The 5th Indiana Battery delayed the Confederate advance, but it would most likely have fallen (and with it a key position on the battlefield) had advanced elements of Major General Joseph Hooker's XX Corps not arrived upon that portion of the field in timely fashion. Sherman had ordered Hooker out of his position south of Palmer's Corps earlier in the day when he realized (as did Johnston) his left flank was exposed to a potential counterattack. While the battle along Camp Creek was raging, Hooker moved well over a mile through the same difficult terrain through which everyone else was attempting to maneuver. His arrival at the exact moment when the Confederates were about to turn Sherman's entire position was a critical moment in the battle.

McPherson's successful attack upon Polk's Corps late on May 14, 1864. The gray markers indicate the initial Confederate position, the red is the final one.
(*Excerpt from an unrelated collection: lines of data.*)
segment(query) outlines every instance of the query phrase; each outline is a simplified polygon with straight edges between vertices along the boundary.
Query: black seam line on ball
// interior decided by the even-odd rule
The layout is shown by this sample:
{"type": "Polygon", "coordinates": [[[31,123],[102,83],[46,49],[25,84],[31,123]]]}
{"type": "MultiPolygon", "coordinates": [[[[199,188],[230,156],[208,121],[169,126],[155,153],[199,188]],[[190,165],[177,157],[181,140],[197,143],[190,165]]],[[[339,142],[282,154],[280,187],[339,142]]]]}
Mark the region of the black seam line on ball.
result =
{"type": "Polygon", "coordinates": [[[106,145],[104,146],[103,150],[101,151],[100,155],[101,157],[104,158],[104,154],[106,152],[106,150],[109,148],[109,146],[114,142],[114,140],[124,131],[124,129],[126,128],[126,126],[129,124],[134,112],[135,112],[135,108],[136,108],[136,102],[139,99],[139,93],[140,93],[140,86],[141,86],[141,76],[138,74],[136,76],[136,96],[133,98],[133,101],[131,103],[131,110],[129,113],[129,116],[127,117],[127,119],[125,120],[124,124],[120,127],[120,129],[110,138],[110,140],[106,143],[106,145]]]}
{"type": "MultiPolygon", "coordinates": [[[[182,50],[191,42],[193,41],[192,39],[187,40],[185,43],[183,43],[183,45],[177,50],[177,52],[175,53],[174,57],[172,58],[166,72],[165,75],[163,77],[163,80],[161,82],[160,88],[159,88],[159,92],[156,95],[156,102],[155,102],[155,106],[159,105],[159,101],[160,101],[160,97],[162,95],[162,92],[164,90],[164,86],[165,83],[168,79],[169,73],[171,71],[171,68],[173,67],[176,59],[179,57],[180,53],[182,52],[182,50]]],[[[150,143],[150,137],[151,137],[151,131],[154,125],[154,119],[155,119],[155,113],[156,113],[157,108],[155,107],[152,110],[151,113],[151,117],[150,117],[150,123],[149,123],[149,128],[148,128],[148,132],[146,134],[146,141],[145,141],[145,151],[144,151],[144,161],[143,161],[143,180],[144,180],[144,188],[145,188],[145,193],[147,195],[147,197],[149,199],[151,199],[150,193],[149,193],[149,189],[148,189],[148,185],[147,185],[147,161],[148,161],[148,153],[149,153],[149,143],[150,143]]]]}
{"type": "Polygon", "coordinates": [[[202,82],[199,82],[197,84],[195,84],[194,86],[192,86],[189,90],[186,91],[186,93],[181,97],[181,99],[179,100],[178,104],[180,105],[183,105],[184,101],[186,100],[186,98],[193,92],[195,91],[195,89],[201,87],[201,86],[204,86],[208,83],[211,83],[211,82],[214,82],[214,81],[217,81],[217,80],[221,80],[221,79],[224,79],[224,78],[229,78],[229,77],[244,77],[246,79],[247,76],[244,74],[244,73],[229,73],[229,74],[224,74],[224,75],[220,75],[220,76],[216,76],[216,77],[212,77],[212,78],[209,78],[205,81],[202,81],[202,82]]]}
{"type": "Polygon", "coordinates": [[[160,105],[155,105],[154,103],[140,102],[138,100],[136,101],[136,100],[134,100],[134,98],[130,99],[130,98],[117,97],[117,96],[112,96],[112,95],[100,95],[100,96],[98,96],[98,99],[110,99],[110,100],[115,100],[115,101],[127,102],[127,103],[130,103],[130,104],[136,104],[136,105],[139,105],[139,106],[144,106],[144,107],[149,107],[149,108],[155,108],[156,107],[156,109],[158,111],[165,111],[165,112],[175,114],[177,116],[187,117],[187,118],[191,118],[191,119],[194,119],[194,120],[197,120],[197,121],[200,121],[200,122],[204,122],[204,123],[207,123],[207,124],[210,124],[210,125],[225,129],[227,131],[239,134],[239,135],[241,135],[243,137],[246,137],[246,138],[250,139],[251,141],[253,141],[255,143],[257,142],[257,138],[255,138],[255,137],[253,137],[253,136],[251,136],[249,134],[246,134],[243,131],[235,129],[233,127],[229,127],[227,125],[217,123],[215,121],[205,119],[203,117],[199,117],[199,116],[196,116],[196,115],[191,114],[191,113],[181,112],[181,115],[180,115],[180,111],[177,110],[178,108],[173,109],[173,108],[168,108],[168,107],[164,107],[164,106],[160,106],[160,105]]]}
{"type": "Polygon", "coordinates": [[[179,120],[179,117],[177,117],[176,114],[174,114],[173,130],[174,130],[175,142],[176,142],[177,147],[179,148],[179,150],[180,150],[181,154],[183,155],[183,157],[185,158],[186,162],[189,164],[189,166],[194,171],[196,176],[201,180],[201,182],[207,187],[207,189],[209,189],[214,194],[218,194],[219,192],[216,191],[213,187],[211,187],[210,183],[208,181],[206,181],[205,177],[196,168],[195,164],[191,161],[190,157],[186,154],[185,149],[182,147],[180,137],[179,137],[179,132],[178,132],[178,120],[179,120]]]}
The two yellow arrows point to critical hills that were taken in the assault, allowing Union artillery to bombard the Resaca bridge. The small red arrows indicate where Polk attempted to retake those hills. This map shows in intersection of Georgia Highway 136 and Interstate 75 today (Exit 320). The entire town of Resaca can be seen with US Highway 41 dissecting it. The Oostanaula River is at the bottom of the map. North is up.

Perhaps the most significant development of the day came not from Camp Creek nor the Union left flank but along the front before Resaca proper. Polk's Corps had been skirmishing with McPherson's all day there. At 5:30 p.m. McPherson was ordered to launch a full-scale attack on Polk. This was done to prevent Polk from sending any troops northward to aid in Hood's attack or perhaps to exploit any thinning of the Southern line if the Army of Tennessee had already sent men north. A great deal more was accomplished, however, as summarized by Bill Scaife: "…Charles R. Woods' 1st Brigade pushed across the creek, the 26th Iowa Regiment in advance and the 12th Missouri Regiment protecting the flank. Woods was supported on the right by Giles A. Smith's 1st Brigade of Morgan L. Smith's 2nd Division - the with 57th Ohio, under the command of Colonel Americus V. Rice, leading the skirmishers. Encouraged by thousands of 'hurrahs' from Logan's XV Corps on the hills to their rear, Woods' and Smith's men ascended the slope and established a lodgement before dark. By daylight on May 15, Logan's troops had secured the position, while Polk reformed his Confederate line through the cemetery just west of the railroad, in the very outskirts of Resaca. Since Federal artillery could then command the railroad bridge across over the Oostanaula River, Johnston ordered a new pontoon bridge erected a mile upriver, hopefully out of range of the guns." (Scaife p. 30) He also ordered Polk to retake the hills. Three spirited Confederate assaults upon the positions, however, came to nothing. Polk's men retreated and strengthened their lines during the night.

Shelling the Railroad near Resaca from Harper's Weekly.

May 14 ended inconclusively. The main Federal assault of the day was badly mismanaged and soundly repulsed. Ultimately, Judah would be dismissed from command for his part in the debacle. Polk's men have been driven from key positions overlooking Resaca, threatening Johnston's ability to retreat. Meanwhile, on the northern part of the battlefield, Johnston and Hood were encouraged by the destruction wrought upon the exposed Northern left flank. Despite being unable to accomplish all that was hoped for, that evening Johnston ordered the attack be resumed the next day. Soon news would reach him that would cause him to temporarily countermand that order. (See Lay's Ferry for details.)